Mit Kaffee und Schokolade gewannen Fair-Trade-Produkte seit den 1990ern an Bekanntheit und Bedeutung. Sie haben es inzwischen vom Eine-Welt-Laden ins Supermarktregal geschafft. Nun gibt es dort auch „fair gehandelte“ Kleidung – doch nicht immer ist drin, was draufsteht.

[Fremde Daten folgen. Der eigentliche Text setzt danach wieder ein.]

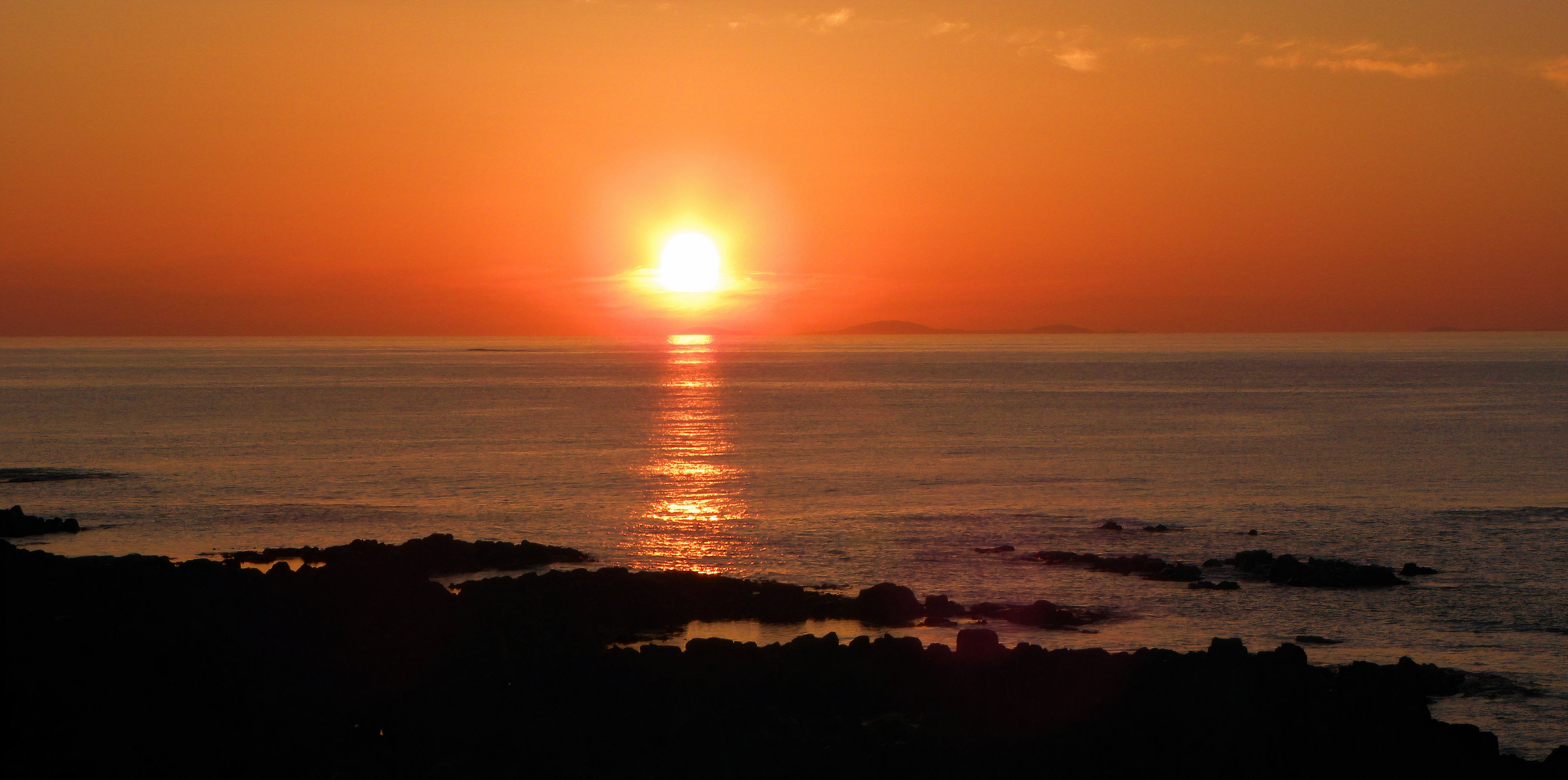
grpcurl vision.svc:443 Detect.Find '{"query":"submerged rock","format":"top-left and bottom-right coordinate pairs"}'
top-left (854, 583), bottom-right (925, 625)
top-left (0, 506), bottom-right (81, 537)
top-left (1295, 634), bottom-right (1345, 645)
top-left (1268, 554), bottom-right (1405, 587)
top-left (1148, 562), bottom-right (1203, 583)
top-left (1187, 580), bottom-right (1242, 590)
top-left (0, 543), bottom-right (1543, 778)
top-left (223, 534), bottom-right (593, 577)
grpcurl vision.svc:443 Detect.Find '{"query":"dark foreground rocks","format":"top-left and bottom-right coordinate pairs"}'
top-left (0, 506), bottom-right (81, 537)
top-left (0, 543), bottom-right (1568, 778)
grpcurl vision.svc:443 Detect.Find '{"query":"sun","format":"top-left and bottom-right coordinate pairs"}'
top-left (659, 232), bottom-right (720, 293)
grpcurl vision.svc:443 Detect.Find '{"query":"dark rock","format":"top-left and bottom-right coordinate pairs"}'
top-left (1275, 642), bottom-right (1306, 667)
top-left (975, 545), bottom-right (1018, 553)
top-left (996, 598), bottom-right (1093, 628)
top-left (1148, 562), bottom-right (1203, 583)
top-left (1187, 580), bottom-right (1242, 590)
top-left (1295, 634), bottom-right (1345, 645)
top-left (958, 628), bottom-right (1005, 659)
top-left (1268, 554), bottom-right (1405, 587)
top-left (0, 506), bottom-right (81, 537)
top-left (0, 468), bottom-right (125, 482)
top-left (1224, 550), bottom-right (1273, 573)
top-left (1542, 746), bottom-right (1568, 777)
top-left (925, 595), bottom-right (964, 617)
top-left (854, 583), bottom-right (925, 625)
top-left (1090, 553), bottom-right (1167, 575)
top-left (223, 534), bottom-right (593, 577)
top-left (1209, 636), bottom-right (1247, 659)
top-left (0, 542), bottom-right (1543, 778)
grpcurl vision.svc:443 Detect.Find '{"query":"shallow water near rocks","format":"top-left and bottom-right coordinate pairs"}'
top-left (0, 333), bottom-right (1568, 758)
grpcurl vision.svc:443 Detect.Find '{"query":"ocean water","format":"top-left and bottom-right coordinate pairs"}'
top-left (0, 333), bottom-right (1568, 758)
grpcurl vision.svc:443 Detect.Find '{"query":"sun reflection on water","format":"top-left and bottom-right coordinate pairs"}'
top-left (625, 335), bottom-right (756, 573)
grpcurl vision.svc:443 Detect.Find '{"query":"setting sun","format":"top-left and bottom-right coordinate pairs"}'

Seit 1996 setzen sich 22 Organisationen in Deutschland, darunter die IG Metall und ver.di, im Rahmen der „Kampagne für Saubere Kleidung“ für bessere Arbeitsbedingungen in den Produktionsländern ein. Direkte Aktion sprach mit Christiane Schnura in Wuppertal, Koordinatorin der Kampagne in der Bundesrepublik.
Die Kampagne für Saubere Kleidung, oder Clean Clothes Campaign (CCC), reichte im April 2010 zusammen mit der Verbraucherzentrale Hamburg Klage gegen Lidl ein. Der Vorwurf: Unlauterer Wettbewerb durch Werbung für Produkte aus „fairen Arbeitsbedingungen weltweit“. Wie bewerten Sie den juristischen Erfolg?
Das ist ein deutlicher Erfolg gewesen, weil Lidl die Behauptung zurücknehmen und zugestehen musste, dass sie mit dieser Aussage nicht mehr werben. Letztendlich ist es ja nicht zu einem Prozess gekommen, sondern sie haben im Vorfeld die ganze Sache zurückgezogen. Und das gibt der Kampagne im Grunde recht, wenn wir sagen, da brüsten sich Unternehmen mit sozialen Mäntelchen und es steckt nichts dahinter. Wir nennen das Schönfärberei und genau das betreibt Lidl. Das haben wir mit dieser Klage zu entlarven versucht – und das ist uns gelungen.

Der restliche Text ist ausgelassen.